I enjoyed the descriptions of the lands and the people, as well as the ancient curse and Kahuna magic. The relationship between the islanders and the animals was lovely, and the spirit animal aspect was interesting as well.
This story is about two brothers, sons of a King, and an ancient curse that threatens the people. Nahoa is the firstborn, the expected heir with his tough-guy demeanor and ego. Ailani is the younger of the brothers, who is driven to do the right thing and to protect the precious sea creatures as well as their lands and people.
There is a lot of sibling rivalry in this book – it got to be a bit much for me. They are both still young, so it makes sense their antics would be so juvenile, but sometimes it felt like the conflict between the brothers was driving more of the book than the main conflict of the ancient curse.
I did like Ailani and his determination to dig into the problems and bring them to light and be the savior. I did wonder at why the Kahuman sent Ailani on such dangerous journeys alone. Surviving and succeeding would certainly help him overcome his insecurities and build his character should he become King one day, but he is still just a boy.
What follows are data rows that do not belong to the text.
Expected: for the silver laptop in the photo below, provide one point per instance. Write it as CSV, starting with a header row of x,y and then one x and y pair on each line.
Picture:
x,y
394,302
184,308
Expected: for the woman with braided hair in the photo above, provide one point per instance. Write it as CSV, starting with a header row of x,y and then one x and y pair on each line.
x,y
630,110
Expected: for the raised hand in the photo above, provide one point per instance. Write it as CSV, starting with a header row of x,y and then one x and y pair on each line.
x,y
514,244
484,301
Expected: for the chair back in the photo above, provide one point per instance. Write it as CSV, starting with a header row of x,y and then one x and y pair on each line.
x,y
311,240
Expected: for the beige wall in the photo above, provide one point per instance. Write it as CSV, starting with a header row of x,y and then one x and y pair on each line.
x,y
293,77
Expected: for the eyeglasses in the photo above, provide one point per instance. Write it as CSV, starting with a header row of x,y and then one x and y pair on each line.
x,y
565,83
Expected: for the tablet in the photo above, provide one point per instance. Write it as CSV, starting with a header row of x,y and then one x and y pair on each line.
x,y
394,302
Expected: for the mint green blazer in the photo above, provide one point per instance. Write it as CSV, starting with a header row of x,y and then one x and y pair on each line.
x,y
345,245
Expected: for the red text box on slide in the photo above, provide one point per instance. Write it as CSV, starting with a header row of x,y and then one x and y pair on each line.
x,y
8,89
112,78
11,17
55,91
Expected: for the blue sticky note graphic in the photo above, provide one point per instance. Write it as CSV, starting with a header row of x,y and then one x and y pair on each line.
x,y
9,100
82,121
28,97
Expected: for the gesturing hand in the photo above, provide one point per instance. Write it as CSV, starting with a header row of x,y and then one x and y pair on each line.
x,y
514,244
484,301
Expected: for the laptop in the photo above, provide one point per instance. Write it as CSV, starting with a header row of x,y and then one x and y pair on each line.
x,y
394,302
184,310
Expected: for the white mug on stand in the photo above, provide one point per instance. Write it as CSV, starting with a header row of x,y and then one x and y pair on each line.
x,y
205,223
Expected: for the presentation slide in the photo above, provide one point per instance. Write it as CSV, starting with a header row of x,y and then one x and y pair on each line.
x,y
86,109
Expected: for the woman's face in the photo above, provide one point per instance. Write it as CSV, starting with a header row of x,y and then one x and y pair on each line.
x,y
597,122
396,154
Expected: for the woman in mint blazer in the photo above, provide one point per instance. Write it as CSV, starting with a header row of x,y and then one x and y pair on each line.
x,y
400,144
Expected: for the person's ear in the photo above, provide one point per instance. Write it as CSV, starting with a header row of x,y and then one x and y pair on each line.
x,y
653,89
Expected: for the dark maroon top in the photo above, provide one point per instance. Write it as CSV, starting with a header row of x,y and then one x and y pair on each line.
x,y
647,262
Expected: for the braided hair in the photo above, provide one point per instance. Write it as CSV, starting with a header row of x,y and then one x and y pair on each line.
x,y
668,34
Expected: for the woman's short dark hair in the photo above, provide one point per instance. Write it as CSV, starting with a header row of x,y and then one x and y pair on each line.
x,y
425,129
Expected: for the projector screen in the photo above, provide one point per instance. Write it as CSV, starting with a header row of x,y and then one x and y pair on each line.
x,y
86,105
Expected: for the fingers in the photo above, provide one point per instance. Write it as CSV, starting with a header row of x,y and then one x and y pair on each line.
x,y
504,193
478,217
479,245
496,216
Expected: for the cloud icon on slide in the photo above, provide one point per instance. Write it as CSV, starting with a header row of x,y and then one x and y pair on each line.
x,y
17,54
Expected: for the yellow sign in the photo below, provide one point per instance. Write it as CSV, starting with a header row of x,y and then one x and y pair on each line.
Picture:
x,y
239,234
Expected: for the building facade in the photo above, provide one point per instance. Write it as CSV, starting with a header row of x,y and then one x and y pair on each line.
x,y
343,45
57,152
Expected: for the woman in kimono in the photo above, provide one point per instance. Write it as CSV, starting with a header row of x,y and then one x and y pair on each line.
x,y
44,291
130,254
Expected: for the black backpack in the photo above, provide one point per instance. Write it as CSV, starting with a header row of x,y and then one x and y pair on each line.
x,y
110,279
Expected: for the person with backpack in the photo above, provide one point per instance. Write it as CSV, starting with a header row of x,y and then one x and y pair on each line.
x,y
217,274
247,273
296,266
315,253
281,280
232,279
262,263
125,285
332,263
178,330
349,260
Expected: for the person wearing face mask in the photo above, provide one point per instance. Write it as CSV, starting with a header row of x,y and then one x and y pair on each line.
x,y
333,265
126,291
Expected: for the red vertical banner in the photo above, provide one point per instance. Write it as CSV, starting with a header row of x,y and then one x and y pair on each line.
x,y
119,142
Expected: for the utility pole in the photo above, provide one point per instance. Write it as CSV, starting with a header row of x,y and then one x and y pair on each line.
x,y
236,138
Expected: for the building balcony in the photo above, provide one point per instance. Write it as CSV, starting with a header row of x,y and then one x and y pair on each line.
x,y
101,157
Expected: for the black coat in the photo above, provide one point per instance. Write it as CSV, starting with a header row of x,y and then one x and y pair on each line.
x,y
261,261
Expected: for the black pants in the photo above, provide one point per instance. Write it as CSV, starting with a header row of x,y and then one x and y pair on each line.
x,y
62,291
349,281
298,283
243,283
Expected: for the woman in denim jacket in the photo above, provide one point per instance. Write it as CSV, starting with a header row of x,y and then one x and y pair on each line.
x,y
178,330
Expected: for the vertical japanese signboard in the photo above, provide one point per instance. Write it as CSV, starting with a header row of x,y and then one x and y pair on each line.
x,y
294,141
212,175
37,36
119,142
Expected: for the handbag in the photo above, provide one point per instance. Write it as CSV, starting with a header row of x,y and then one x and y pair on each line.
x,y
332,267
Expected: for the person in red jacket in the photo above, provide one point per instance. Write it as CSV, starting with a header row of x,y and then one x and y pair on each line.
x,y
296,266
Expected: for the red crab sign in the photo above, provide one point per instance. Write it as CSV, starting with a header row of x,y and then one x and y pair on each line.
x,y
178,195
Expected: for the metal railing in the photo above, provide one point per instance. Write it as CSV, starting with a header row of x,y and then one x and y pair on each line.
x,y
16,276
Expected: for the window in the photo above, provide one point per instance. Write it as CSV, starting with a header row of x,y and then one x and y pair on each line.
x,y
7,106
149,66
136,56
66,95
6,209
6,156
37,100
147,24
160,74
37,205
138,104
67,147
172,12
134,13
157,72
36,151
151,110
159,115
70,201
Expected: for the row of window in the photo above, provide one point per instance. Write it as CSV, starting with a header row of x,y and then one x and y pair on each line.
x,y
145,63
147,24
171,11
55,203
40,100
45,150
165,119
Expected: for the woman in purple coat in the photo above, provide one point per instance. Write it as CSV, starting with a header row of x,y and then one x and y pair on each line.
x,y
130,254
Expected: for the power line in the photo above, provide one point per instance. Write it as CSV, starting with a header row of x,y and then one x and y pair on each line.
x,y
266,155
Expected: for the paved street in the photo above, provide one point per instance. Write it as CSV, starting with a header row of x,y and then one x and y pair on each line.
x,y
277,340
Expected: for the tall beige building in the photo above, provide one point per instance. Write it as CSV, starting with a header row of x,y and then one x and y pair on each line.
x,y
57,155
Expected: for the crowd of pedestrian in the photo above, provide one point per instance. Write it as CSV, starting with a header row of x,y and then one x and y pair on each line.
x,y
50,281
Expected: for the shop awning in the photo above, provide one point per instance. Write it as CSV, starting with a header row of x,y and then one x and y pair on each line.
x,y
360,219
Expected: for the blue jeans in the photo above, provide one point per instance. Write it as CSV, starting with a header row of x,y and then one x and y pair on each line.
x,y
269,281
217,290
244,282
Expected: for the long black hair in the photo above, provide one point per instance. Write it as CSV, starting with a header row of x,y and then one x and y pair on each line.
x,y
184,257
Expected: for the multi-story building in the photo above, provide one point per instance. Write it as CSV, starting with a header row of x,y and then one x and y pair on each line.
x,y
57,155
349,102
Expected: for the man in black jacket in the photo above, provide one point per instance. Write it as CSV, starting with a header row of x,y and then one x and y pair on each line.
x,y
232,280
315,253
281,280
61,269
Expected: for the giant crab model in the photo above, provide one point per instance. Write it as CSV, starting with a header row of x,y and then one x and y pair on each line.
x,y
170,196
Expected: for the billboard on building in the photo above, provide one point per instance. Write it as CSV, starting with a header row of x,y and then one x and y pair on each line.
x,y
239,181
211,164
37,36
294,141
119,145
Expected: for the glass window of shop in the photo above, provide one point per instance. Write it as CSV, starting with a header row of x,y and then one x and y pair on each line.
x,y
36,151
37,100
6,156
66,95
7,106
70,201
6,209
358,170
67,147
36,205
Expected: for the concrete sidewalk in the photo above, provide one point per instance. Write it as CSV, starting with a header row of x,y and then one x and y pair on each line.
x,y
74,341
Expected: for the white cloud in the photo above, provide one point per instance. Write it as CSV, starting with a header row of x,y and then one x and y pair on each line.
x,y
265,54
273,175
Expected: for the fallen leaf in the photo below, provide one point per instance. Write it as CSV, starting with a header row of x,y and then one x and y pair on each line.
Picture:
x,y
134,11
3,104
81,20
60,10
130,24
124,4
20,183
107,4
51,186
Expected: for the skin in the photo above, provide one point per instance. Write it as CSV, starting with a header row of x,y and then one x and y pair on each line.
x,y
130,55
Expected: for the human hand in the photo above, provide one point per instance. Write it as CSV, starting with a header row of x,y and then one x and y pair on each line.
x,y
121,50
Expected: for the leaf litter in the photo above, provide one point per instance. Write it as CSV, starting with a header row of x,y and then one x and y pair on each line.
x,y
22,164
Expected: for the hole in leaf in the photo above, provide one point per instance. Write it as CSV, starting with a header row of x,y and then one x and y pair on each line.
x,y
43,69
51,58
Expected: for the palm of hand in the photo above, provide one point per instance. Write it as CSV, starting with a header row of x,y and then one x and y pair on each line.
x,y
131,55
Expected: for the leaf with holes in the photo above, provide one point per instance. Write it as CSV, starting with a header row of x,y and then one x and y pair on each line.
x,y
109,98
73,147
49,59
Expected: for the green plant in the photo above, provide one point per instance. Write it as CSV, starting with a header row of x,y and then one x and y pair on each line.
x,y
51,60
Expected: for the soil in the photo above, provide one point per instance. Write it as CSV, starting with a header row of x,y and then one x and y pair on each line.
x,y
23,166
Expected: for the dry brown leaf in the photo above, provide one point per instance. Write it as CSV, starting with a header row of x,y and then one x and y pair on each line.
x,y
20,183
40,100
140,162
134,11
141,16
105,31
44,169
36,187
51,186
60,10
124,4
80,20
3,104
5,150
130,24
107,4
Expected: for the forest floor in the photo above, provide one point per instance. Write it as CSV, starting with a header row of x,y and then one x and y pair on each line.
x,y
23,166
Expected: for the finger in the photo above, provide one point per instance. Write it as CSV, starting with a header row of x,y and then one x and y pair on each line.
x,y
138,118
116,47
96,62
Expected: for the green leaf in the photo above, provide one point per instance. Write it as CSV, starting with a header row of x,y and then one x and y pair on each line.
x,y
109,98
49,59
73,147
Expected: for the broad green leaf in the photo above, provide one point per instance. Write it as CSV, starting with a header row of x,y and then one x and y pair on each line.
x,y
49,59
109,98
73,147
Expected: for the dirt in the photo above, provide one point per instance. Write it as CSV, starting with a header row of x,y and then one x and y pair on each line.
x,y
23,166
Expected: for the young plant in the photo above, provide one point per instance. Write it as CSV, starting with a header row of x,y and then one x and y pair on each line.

An issue I had with the book is the pacing. So much happened in this short book, and many things felt rushed, while some scenes seemed to drag. The ending, specifically, just happened so fast. While the main conflict was resolved, not all the ends were tied up. I did later find out this is meant to be a series, but while I was reading, I thought this book was a standalone debut.
I read the audio of this book and thought it was well done. The accents added to the cultural experience of this read, which is always a fun thing.
I overall did enjoy this book but felt like there were a few scenes that would benefit from some more storytelling and plot development.